(撮影:高橋正和)
本来なら息が入る中間の4F目でもっとも速いラップ
予想で「中央馬はJpnIII勝ち馬が2頭だけ、地方馬にもチャンスあり」というようなことを書いたものの、残念ながら中央4頭が上位独占という結果になった。
その要因のひとつが、別定重賞。今回のオーバルスプリントの別定重量は以下のとおり(以下、グレード表記のGにはJpnも含むものとする)。
・基礎重量:3歳馬52kg、4歳以上54kg、牝馬2kg減
・平成27年9月18日までGI・1着馬5kg増、GII・1着馬3kg増、GIII・1kg増(2歳時の成績を除く)
※ほかにG勝利数による加増があるが、今回は対象馬がいないので省略
地方で行われるJpnIIIのグレード別定では、同じような別定重量戦が珍しくなく、GI勝ち馬が出てくると59〜60kgを背負うことになる。ダート短距離路線で言えば、JpnIのJBCスプリントを勝ってしまうと、その後地方のJpnIIIでは斤量を背負わされることになり、かなり苦戦が目立つ。昨年のJBCスプリントを勝ったドリームバレンチノは、その後のGIIIでは58〜59kgを背負って勝ち星がない。それ以前の、タイセイレジェンド、スーニ、サマーウインドなどもJBCスプリントを勝って以降は斤量に苦しめられた。
一方で、今回のようにGI・GII勝ち馬がいないメンバーになると、中央馬には俄然お得感が増すことになる。今回はJpnIIIで1勝のタガノトネールとサウンドガガが別定1kg増、重賞勝ちのないレーザーバレット、ルベーゼドランジェは加増なし、というもの。これによって、勝ったレーザーバレットがハンデ戦だった前走サマーチャンピオンより2.5kgも軽い54kgだったのをはじめ、中央のほか3頭も近走と較べて楽な斤量だった。
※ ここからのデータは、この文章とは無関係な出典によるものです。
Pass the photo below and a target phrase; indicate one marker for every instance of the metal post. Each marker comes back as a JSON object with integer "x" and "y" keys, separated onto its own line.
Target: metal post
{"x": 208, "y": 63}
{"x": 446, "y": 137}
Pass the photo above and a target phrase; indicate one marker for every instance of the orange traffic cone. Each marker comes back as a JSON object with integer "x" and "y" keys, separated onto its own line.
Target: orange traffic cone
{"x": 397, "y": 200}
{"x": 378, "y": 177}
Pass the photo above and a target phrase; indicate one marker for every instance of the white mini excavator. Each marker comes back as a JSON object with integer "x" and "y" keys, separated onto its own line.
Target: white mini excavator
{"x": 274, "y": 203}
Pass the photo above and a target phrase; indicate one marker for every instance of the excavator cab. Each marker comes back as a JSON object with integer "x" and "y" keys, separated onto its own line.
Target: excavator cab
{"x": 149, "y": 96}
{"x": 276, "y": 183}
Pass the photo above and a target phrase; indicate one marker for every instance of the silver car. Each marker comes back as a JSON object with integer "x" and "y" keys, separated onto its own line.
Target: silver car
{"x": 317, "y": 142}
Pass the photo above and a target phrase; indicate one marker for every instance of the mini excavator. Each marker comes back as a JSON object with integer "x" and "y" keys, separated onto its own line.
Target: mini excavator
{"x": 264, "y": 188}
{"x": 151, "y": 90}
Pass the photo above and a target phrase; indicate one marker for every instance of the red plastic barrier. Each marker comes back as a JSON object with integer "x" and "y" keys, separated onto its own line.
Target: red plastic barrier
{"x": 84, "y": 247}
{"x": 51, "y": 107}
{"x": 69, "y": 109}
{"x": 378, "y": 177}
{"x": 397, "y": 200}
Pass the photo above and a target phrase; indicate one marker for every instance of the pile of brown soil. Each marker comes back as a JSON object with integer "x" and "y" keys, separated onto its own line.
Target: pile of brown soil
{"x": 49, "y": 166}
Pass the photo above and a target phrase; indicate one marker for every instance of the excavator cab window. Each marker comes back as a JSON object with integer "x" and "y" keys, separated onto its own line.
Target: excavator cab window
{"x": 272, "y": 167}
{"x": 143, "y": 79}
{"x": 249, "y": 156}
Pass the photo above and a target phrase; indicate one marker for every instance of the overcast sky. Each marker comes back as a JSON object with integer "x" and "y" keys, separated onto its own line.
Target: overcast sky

こうしたJpnIII競走における極端な別定重量は、地方馬にもチャンスをということで設定されているものだろう。中央からGI・GII勝ち馬ばかりが出走してくれば、たしかに地方馬には有利になるが、そうでないと地方馬には逆に苦しいものとなってしまうことがある、というのが今回の例。
さてレースだが、有力馬の中に逃げ・先行の馬が何頭かいたため先行争いが激しくなるかと思ったが、意外にも最初の3Fは36秒5。浦和1400mのダートグレードとしてはゆったりとしたものだった。内枠のルベーゼドランジェがダッシュよく飛び出し、やや外目のサウンドガガも二の脚が速く、その間にいた浦和のリアライズリンクスが競り合うことなく3番手に控え、隊列がすぐに決まったためだろう。レースのラップは次のとおり。
12.1-11.9-12.5-11.8-11.9-12.5-13.6
しかし道中、本来なら息が入る中間の4F目で11秒8というもっとも速いラップを刻んでいる。逃げていたルベーゼドランジェがペースを上げて、後続を離しにかかったためだ。そこから一転、前は厳しい流れになった。地方勢でもっとも人気を集めた(全体では4番人気)リアライズリンクスが向正面中間から徐々に後退。一方、勝ったレーザーバレットは、スタートで出遅れというほどではなかったものの、躓くような格好で中団からの追走。レース中盤からの先行勢のペースアップは、図らずも後手を踏んだレーザーバレットには向いた流れとなった。
一般的に末脚勝負の馬に、直線の短い地方の小回りコースは不利に思われがちだが、必ずしもそうではない。たとえば地方競馬の中でもゴールまでの直線がもっとも短い部類に入る名古屋コースなどでもそうだが、末脚勝負の馬が3コーナーあたりから仕掛けて行って、そのまま直線突き抜けるというシーンはしばしばある。
特に今回、レーザーバレットの鞍上は、乗替り初騎乗ではあるものの、南関東のコースは熟知している戸崎圭太騎手。3コーナーあたりから勢いをつけていって、直線中間から並ぶ間もなく前を交わし去るという騎乗は見事だった。レースの上り38秒0に対して、道中脚を溜めたレーザーバレットは37秒0。ルベーゼドランジェも実績のない1400mで、早めにペースを上げてよく粘ったものと思う。
それにしても今年もあと3カ月ほどを残し、ここまで地方馬がダートグレードを勝ったのは、マーキュリーCでのユーロビート(大井)のみ。ガンバレ、地方馬!